Lavrov to visit Abkhazia after PACE session
By Temuri Kiguradze
Wednesday, September 30
The Russian Foreign Ministry has announced that Minister Sergey Lavrov will pay a two-day visit to the Georgian breakaway region of Abkhazia on October 2. Lavrov has scheduled meetings with the de facto authorities of Abkhazia, including its so-called President Sergey Baghapsh and Foreign Minister Sergey Shamba.
“The sides will discuss the question of the future friendly relations between our countries and the development of full scale relations, assistance for Abkhazia on security issues and international relations”, Andrei Nesterenko, a spokesman for the Russian Foreign Ministry, told the RIA Novosti news agency on September 29.
The visit will be conducted after the Parliamentary Assembly of the Council of Europe (PACE) is expected to vote for a resolution critical of Russia’s actions in Georgia. “The Russian political leadership has made it clear on several occasions that it will not withdraw its recognition of the two breakaway regions and called upon other countries to accept this “new reality”. The question of the status of the two regions, and Russia’s divergent position on it compared with the rest of the international community, is often used to justify the non-implementation of the other demands made by the Assembly. However, this argument cannot withstand close scrutiny, as most of the Assembly’s demands have no bearing on the status of these two regions. We conclude that the issue of status is used to hide, or mask, a lack of political will to comply with the Assembly’s demands,” states the draft of the resolution discussed yesterday in Strasbourg.
However the Kremlin still considers that acceptance of these “new realties” is vital for the stabilisation of the situation in the region. “Without recognising new military-political and legal realities in Trans Caucasus it is impossible to expand international cooperation in developing concrete measures on strengthening security and building confidence in the areas of the Georgian-Abkhaz border,” stated Nesterenko, commenting on the Lavrov’s upcoming visit.

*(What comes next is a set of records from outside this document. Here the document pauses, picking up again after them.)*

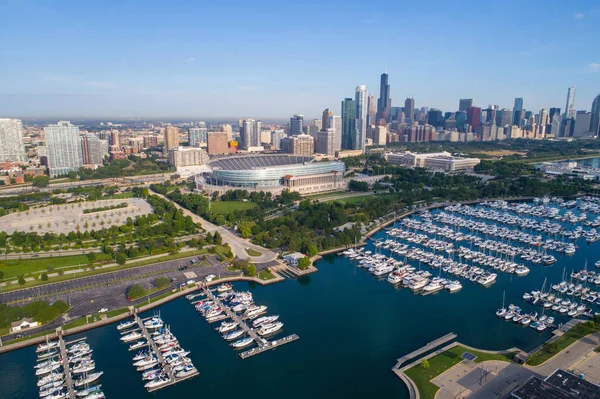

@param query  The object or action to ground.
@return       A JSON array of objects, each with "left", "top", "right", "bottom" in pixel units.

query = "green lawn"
[
  {"left": 100, "top": 191, "right": 133, "bottom": 200},
  {"left": 258, "top": 270, "right": 275, "bottom": 280},
  {"left": 527, "top": 323, "right": 600, "bottom": 366},
  {"left": 2, "top": 247, "right": 206, "bottom": 292},
  {"left": 246, "top": 248, "right": 262, "bottom": 256},
  {"left": 210, "top": 201, "right": 256, "bottom": 214},
  {"left": 405, "top": 345, "right": 513, "bottom": 399},
  {"left": 0, "top": 253, "right": 112, "bottom": 280}
]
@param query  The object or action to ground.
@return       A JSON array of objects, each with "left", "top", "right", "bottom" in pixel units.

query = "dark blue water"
[{"left": 0, "top": 203, "right": 600, "bottom": 399}]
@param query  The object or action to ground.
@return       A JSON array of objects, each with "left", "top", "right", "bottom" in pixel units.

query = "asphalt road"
[
  {"left": 0, "top": 255, "right": 273, "bottom": 341},
  {"left": 153, "top": 192, "right": 277, "bottom": 263}
]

The October 2-3 visit will be Lavrov’s second to the breakaway region since Russia recognised Abkhazia and South Ossetia as ‘independent’ last August. Moscow has stated that this visit is a sign that Russia will continue to support the separatist regions, and this point of view was also sounded during yesterday’s PACE debates. “We will not stop protecting them [Ossetians and Abkhazians] while Mikheil Saakashvili’s regime is in power in Georgia,” stated head of Russian PACE delegation Konstantin Kosachev. He added that the presence of Russian troops on the territories which Georgia considers to be occupied had “saved people” from “Georgian aggression.”

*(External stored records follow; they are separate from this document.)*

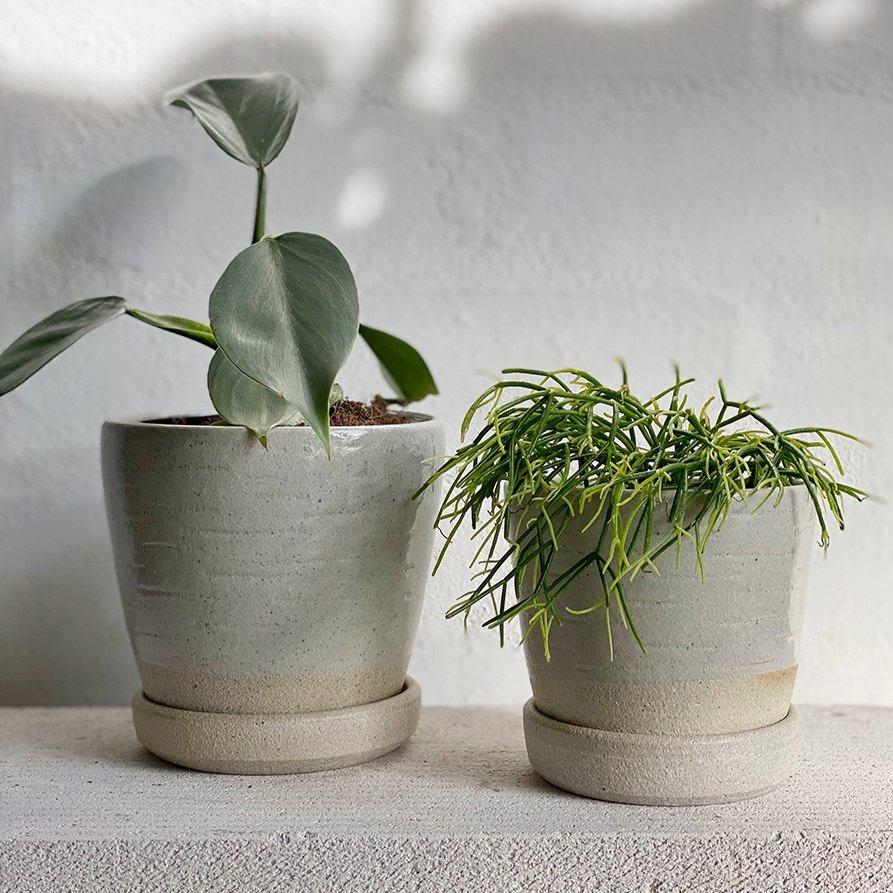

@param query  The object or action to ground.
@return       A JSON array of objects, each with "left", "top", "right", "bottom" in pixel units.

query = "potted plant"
[
  {"left": 0, "top": 74, "right": 443, "bottom": 773},
  {"left": 421, "top": 369, "right": 865, "bottom": 804}
]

The Georgian delegation slammed Russia’s position, accusing Moscow of building “a new Berlin wall” in Europe by militarising the Georgian breakaway regions. Georgian MP Petre Tsikarishvili, who is a member of the Georgian PACE delegation, noted that dialogue between Georgia and Russia “is still possible” but only after Russia “withdraws its troops from the occupied territories, provides secure repatriation of IDPs and reverses its recognition of Georgia’s separatist regions.”